Neighbors share concerns as City Council approves hotel purchase for homeless

The Austin City Council voted Thursday to approve spending $8 million on buying a Rodeway Inn in South Austin to house the homeless. That number includes closing costs and renovation.

The City says projects like this will happen instead of the proposed and controversial South Austin Housing Center on Ben White.

Henri Daumas, president of the Timber Ridge Homeowners Association in South Austin, says his neighborhood is about 150 yards from a group of hotels they feel are surrounded by what they see as crime and drug issues.

"That whole area there is very, very seedy," Daumas said.  

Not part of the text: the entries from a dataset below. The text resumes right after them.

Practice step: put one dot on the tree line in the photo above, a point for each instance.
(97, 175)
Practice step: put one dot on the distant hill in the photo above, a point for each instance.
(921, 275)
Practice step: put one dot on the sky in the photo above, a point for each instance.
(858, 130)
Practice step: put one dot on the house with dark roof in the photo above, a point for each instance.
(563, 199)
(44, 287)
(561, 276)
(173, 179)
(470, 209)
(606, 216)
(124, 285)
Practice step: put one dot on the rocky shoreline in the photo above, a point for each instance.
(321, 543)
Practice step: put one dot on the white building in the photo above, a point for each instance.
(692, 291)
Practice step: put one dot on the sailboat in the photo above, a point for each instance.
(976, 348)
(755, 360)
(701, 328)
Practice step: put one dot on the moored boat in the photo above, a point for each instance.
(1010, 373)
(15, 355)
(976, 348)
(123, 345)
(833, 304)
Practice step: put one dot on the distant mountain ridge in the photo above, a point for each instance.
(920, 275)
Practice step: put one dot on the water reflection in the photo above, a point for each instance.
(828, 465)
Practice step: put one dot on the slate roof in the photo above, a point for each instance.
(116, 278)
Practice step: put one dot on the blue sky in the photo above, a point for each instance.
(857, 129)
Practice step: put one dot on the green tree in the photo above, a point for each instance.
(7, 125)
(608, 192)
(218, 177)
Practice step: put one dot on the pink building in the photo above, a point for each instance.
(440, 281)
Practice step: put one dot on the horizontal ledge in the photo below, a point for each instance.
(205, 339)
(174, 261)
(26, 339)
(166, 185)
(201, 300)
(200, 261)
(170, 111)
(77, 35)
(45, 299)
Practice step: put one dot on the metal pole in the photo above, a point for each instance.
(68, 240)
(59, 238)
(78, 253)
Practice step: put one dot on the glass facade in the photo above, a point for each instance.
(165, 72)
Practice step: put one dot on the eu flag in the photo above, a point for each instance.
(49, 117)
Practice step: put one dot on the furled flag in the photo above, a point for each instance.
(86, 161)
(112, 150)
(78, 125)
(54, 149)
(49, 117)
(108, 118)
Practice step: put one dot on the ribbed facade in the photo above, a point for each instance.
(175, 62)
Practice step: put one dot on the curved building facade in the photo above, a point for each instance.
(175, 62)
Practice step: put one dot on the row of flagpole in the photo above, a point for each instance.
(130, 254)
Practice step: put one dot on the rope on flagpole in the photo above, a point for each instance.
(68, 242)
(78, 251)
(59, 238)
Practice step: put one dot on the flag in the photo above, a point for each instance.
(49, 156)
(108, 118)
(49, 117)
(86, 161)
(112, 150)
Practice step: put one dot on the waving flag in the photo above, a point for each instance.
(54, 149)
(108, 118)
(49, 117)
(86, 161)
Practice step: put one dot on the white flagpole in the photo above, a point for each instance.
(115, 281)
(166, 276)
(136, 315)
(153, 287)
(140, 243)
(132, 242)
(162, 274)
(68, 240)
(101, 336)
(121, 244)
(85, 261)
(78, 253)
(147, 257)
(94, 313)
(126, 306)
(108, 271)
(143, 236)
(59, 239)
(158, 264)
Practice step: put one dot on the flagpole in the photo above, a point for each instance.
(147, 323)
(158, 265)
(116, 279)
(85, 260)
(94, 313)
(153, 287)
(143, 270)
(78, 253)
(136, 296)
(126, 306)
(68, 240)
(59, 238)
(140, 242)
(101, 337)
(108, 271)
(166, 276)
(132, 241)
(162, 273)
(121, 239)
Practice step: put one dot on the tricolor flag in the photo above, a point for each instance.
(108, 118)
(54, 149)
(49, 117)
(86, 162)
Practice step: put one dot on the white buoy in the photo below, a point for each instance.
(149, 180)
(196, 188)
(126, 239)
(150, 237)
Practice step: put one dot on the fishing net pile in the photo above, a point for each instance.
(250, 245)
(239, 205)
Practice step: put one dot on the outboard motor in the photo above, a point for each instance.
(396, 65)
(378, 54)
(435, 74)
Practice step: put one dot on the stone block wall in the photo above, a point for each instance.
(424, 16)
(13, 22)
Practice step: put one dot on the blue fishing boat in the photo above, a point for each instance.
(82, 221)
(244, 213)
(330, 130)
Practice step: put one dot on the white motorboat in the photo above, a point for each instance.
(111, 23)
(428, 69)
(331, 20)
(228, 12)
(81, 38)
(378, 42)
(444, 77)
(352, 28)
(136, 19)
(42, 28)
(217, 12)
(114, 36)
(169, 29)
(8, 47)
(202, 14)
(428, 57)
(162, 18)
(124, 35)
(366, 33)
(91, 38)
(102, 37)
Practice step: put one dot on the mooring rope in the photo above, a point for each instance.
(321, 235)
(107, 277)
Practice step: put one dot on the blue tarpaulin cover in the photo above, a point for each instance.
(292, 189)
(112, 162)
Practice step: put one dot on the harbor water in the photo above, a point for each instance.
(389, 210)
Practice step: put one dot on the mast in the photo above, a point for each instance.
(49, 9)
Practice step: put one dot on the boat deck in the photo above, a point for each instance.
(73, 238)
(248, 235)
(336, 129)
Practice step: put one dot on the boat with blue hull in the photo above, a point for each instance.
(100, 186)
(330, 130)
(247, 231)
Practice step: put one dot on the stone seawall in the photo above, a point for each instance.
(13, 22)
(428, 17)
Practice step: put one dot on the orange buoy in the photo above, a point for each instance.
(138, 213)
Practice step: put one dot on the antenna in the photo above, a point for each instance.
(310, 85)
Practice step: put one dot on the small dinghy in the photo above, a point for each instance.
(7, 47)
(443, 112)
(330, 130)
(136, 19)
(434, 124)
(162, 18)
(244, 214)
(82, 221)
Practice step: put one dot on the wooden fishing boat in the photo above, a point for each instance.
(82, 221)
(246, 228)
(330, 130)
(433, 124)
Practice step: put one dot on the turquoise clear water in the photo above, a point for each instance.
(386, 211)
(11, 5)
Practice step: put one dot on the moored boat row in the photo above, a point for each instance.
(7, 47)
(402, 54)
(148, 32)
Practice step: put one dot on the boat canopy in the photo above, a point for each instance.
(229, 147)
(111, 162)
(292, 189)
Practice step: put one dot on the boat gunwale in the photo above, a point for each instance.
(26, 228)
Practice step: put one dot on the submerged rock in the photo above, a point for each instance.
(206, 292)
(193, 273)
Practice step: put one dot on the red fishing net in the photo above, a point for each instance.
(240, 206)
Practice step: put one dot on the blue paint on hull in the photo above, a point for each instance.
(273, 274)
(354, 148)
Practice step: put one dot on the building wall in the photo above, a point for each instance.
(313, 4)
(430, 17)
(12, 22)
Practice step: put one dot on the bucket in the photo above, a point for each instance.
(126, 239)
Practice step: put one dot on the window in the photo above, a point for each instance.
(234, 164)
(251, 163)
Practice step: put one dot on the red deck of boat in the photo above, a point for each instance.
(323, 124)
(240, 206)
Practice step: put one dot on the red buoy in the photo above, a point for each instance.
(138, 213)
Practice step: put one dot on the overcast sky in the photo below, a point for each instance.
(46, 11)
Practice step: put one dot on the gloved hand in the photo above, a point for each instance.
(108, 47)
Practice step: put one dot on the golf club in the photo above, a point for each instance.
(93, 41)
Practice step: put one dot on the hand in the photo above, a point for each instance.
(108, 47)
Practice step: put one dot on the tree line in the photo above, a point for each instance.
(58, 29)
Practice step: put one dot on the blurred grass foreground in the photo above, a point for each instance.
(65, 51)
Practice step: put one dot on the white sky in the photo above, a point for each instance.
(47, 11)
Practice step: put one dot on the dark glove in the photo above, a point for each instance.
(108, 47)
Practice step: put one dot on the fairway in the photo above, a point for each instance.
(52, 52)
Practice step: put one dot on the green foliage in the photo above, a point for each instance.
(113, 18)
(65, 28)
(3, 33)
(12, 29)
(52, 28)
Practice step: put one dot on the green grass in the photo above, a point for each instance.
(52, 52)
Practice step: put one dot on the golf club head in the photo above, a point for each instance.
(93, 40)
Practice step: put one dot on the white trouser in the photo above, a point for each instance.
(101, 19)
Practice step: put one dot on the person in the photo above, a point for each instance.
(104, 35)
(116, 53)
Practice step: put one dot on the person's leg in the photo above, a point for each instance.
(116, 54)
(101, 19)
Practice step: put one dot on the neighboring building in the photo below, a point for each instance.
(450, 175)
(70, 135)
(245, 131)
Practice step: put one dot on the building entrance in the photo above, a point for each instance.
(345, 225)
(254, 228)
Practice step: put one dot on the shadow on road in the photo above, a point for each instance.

According to the Austin Police "crime viewer" tool, since July there have been three robberies, two aggravated assaults, five burglaries and 78 other crimes, including possession of a controlled substance, criminal mischief, public intoxication, and assault, in the area.

"This also came up in the gun violence task force that the data is showing that the gun violence is happening in close proximity to these hotels," said Council Member Alison Alter.  

"I hope that the City's involvement and ownership of that property will really be an improvement in that area. I think that we'll be able to provide a level of safety that sounds like doesn't exist," said Council Member Kathie Tovo.                 

Daumas says Timber Ridge just spent a couple million dollars to revitalize the neighborhood. They see this as a step back.

"If they're going to do this, if they could just clean out all three hotels and do the same for all three, now that would be progress," Daumas said.  

After the council discussion, Daumas told us he thinks the City's involvement may not be as bad as he thought though.

"I'm in favor of helping the homeless, it's just that we have to know exactly how this is going to be done because we know it has not been done correctly everywhere," he said. 

The Ending Community Homelessness Coalition will run the shelter and executive director Matt Mollica says there will be no camping outside and they'll only take referrals.  

"Services on site will be provided to those that are living in the space, it won't be a space for people to congregate and you won't gain access to the space by showing up there so it won't be a place for someone to come and camp or be in that area at all," Mollica said.       

The hotel purchase passed unanimously. Mayor Steve Adler reassured the neighbors who came to City Hall.

"I promise you personally that I will come out there as this opens to be with you on-site regularly so that we can talk about whether or not the concerns you're expressing today are realizing," Adler said.

Now the city will do 60 days of due diligence, making sure the property is in good condition, but ECHO and Adler are hoping to start getting some people in there before then.